Thanks for the comment. Just sent out v2 of the last patch which
addresses this tangentially -- it adds a separate function parameter
for ctx->major/uring_op, so this shouldn't be an issue anymore.
Thanks
Ankur
Thanks,
-Steve
On Tuesday, September 27, 2022 6:59:42 PM EDT Ankur Arora wrote:
> ctx->major contains the current syscall number. This is, of course, a
> constant for the duration of the syscall. Unfortunately, GCC's alias
> analysis cannot prove that it is not modified via a pointer in the
> audit_filter_syscall() loop, and so always loads it from memory.
>
> In and of itself the load isn't very expensive (ops dependent on the
> ctx->major load are only used to determine the direction of control flow
> and have short dependence chains and, in any case the related branches
> get predicted perfectly in the fastpath) but still cache ctx->major
> in a local for two reasons:
>
> * ctx->major is in the first cacheline of struct audit_context and has
> similar alignment as audit_entry::list audit_entry. For cases
> with a lot of audit rules, doing this reduces one source of contention
> from a potentially busy cache-set.
>
> * audit_in_mask() (called in the hot loop in audit_filter_syscall())
> does cast manipulation and error checking on ctx->major:
>
> audit_in_mask(const struct audit_krule *rule, unsigned long val):
> if (val > 0xffffffff)
> return false;
>
> word = AUDIT_WORD(val);
> if (word >= AUDIT_BITMASK_SIZE)
> return false;
>
> bit = AUDIT_BIT(val);
>
> return rule->mask[word] & bit;
>
> The clauses related to the rule need to be evaluated in the loop, but
> the rest is unnecessarily re-evaluated for every loop iteration.

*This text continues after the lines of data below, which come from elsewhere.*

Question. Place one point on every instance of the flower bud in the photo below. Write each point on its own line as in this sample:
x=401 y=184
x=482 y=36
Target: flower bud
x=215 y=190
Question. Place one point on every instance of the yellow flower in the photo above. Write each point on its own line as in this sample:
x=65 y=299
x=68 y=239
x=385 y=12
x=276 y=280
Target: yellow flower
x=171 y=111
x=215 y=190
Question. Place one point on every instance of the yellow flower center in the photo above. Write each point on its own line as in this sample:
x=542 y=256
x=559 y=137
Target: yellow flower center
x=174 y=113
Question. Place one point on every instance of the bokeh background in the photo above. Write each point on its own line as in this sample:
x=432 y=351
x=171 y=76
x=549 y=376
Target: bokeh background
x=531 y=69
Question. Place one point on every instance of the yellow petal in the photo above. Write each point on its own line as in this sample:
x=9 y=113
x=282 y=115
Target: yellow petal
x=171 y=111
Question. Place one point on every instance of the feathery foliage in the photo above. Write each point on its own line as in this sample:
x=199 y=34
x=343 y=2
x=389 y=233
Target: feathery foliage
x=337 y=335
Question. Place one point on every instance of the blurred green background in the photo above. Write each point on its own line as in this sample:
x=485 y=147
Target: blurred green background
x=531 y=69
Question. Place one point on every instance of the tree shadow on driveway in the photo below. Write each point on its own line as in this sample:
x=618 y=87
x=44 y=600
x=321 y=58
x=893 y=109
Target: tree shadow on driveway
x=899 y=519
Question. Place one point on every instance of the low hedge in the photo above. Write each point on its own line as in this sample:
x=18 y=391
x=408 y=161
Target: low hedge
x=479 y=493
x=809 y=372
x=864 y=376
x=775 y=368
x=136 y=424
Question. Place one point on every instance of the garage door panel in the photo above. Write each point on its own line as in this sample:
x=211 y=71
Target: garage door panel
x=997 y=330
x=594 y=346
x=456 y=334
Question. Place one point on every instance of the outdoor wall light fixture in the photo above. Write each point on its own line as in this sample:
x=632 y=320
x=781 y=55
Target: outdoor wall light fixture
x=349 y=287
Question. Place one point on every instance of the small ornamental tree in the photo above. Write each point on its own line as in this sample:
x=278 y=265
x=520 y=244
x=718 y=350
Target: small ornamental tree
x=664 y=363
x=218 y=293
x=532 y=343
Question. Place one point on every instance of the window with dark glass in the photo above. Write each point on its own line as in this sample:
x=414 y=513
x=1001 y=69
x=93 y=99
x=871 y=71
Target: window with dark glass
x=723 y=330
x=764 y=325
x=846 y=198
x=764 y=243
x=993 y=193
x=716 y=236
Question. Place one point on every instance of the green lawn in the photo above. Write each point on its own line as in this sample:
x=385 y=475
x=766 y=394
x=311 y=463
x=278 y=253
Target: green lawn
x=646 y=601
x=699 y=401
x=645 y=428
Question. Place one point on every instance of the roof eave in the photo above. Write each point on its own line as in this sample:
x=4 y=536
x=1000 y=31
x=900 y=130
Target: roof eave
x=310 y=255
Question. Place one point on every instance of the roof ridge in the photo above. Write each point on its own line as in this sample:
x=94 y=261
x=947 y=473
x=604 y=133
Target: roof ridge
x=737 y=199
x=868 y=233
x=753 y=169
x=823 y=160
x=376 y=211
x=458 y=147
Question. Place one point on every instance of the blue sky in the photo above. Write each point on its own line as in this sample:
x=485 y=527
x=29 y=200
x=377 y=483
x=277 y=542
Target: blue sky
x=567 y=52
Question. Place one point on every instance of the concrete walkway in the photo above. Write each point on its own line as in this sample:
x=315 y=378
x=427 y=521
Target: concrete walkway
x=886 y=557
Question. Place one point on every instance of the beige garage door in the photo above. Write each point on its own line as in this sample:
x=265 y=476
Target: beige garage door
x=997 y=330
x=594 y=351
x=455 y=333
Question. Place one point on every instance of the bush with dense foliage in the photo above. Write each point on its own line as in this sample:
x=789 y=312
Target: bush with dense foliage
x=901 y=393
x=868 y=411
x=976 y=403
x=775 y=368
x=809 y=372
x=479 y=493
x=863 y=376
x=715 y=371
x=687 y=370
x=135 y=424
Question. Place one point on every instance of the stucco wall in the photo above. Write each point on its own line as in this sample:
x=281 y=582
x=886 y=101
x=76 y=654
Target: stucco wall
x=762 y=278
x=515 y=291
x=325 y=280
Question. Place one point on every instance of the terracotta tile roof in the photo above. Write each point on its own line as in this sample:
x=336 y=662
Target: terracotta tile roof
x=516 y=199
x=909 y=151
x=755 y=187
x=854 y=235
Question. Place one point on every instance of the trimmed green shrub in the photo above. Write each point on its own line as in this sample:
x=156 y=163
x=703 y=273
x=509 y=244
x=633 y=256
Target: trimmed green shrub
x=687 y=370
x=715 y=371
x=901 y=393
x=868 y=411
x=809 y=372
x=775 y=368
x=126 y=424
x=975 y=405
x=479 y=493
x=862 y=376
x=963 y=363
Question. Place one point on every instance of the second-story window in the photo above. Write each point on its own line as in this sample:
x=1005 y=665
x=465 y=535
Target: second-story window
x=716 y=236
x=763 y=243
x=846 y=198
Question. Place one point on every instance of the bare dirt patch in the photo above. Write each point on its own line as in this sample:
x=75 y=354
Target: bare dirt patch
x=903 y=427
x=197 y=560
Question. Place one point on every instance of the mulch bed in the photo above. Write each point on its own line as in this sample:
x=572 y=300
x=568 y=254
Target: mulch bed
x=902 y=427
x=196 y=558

> (Note, however, that most of these are cheap ALU ops and the branches
> are perfectly predicted. However, see discussion on cycles
> improvement below for more on why it is still worth hoisting.)
>
> On a Skylakex system change in getpid() latency (aggregated over
> 12 boot cycles):
>
> Min Mean Median Max pstdev
> (ns) (ns) (ns) (ns)
>
> - 201.30 216.14 216.22 228.46 (+- 1.45%)
> + 196.63 207.86 206.60 230.98 (+- 3.92%)
>
> Performance counter stats for 'bin/getpid' (3 runs) go from:
> cycles 836.89 ( +- .80% )
> instructions 2000.19 ( +- .03% )
> IPC 2.39 ( +- .83% )
> branches 430.14 ( +- .03% )
> branch-misses 1.48 ( +- 3.37% )
> L1-dcache-loads 471.11 ( +- .05% )
> L1-dcache-load-misses 7.62 ( +- 46.98% )
>
> to:
> cycles 805.58 ( +- 4.11% )
> instructions 1654.11 ( +- .05% )
> IPC 2.06 ( +- 3.39% )
> branches 430.02 ( +- .05% )
> branch-misses 1.55 ( +- 7.09% )
> L1-dcache-loads 440.01 ( +- .09% )
> L1-dcache-load-misses 9.05 ( +- 74.03% )
>
> (Both aggregated over 12 boot cycles.)
>
> instructions: we reduce around 8 instructions/iteration because some of
> the computation is now hoisted out of the loop (branch count does not
> change because GCC, for reasons unclear, only hoists the computations
> while keeping the basic-blocks.)
>
> cycles: improve by about 5% (in aggregate and looking at individual run
> numbers.) This is likely because we now waste fewer pipeline resources
> on unnecessary instructions which allows the control flow to
> speculatively execute further ahead shortening the execution of the loop
> a little. The final gating factor on the performance of this loop
> remains the long dependence chain due to the linked-list load.
>
> Signed-off-by: Ankur Arora <ankur.a.arora(a)oracle.com>
> ---
> kernel/auditsc.c | 3 ++-
> 1 file changed, 2 insertions(+), 1 deletion(-)
>
> diff --git a/kernel/auditsc.c b/kernel/auditsc.c
> index 79a5da1bc5bb..533b087c3c02 100644
> --- a/kernel/auditsc.c
> +++ b/kernel/auditsc.c
> @@ -843,13 +843,14 @@ static void audit_filter_syscall(struct task_struct
> *tsk, {
> struct audit_entry *e;
> enum audit_state state;
> + unsigned long major = ctx->major;
>
> if (auditd_test_task(tsk))
> return;
>
> rcu_read_lock();
> list_for_each_entry_rcu(e, &audit_filter_list[AUDIT_FILTER_EXIT],
list) {
> - if (audit_in_mask(&e->rule, ctx->major) &&
> + if (audit_in_mask(&e->rule, major) &&
> audit_filter_rules(tsk, &e->rule, ctx, NULL,
> &state, false)) {
> rcu_read_unlock();
--
ankur